After the furious selling of the past two days, there was some optimism after a report said the Federal Reserve could slow down its pace of interest rate hikes next year, providing some much-needed relief to under-pressure dealers.
The general mood across trading floors is of unease, just days after the euphoria of Donald Trump's G20 tariffs ceasefire deal with China's Xi Jinping that put the row off for 90 days while they try to resolve the crisis.
No sooner had the rally from that announcement run its course than questions began to be raised about the details and whether the world's top two economies could actually resolve their differences.
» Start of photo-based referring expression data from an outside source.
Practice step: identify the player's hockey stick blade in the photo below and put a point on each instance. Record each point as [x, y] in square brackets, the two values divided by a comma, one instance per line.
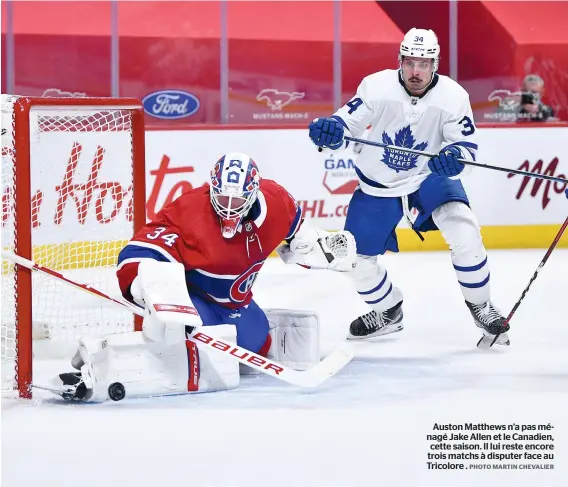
[65, 392]
[327, 368]
[309, 378]
[486, 342]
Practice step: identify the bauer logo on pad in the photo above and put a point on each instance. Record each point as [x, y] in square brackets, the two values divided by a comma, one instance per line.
[170, 104]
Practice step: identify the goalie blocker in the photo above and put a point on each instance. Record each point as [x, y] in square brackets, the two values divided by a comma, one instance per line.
[161, 360]
[130, 365]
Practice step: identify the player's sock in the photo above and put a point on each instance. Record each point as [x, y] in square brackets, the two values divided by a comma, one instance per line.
[473, 276]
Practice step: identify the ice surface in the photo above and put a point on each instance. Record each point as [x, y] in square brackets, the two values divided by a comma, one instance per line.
[365, 427]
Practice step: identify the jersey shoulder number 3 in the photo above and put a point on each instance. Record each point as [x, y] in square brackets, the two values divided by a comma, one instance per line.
[468, 126]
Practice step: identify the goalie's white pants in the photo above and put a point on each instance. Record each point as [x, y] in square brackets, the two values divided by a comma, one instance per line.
[148, 368]
[460, 229]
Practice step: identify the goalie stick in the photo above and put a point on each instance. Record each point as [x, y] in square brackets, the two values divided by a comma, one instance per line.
[311, 378]
[467, 163]
[486, 342]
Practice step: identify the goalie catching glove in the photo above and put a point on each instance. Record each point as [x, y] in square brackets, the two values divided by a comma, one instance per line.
[318, 249]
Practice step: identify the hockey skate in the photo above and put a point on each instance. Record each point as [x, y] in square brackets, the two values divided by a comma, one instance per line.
[492, 323]
[375, 324]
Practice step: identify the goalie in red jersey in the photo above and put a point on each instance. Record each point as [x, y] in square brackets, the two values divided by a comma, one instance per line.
[195, 265]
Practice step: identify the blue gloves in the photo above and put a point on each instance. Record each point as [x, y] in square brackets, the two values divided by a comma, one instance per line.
[446, 162]
[327, 132]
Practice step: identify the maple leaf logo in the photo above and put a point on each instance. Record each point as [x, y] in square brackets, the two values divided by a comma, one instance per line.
[398, 160]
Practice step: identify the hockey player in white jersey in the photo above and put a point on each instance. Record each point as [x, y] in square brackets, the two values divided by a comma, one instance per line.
[412, 107]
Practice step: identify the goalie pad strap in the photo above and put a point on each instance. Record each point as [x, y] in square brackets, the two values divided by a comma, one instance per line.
[162, 288]
[295, 338]
[146, 368]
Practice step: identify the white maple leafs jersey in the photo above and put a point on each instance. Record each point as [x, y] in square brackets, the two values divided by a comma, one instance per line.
[439, 118]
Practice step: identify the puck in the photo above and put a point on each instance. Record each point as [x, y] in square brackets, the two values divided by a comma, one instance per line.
[116, 391]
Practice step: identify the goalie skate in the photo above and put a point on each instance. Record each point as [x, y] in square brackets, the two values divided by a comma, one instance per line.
[375, 324]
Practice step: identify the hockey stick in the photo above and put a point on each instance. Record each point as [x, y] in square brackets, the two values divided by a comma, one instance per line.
[487, 342]
[468, 163]
[313, 377]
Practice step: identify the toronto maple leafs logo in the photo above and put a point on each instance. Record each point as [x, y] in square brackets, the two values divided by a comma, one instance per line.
[398, 160]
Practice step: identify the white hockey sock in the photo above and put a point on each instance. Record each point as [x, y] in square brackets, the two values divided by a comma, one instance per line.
[473, 276]
[461, 231]
[373, 284]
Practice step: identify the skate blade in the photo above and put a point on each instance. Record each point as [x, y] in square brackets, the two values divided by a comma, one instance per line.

That was compounded by news that a top executive at Chinese telecoms giant Huawei had been arrested in Canada and faces extradition to the US over allegations the firm had broken sanctions linked to Iran.
The apprehension of Meng Wanzhou fuelled concerns about already fraught relations between Washington and Beijing and the future of the trade talks.
China on Thursday appeared to try to ease concerns by saying it would “immediately” implement measures agreed under the truce, while Trump later sent a tweet highlighting progress.
“Statement from China: 'The teams of both sides are now having smooth communications and good cooperation with each other. We are full of confidence that an agreement can be reached within the next 90 days.' I agree!,” he wrote.
In early trade Hong Kong and Shanghai each added 0.3 percent, while Tokyo went into the break 0.1 percent higher.
Sydney edged up 0.4 percent, Singapore gained 0.6 percent and Seoul added 0.3 percent, with Wellington and Taipei also higher.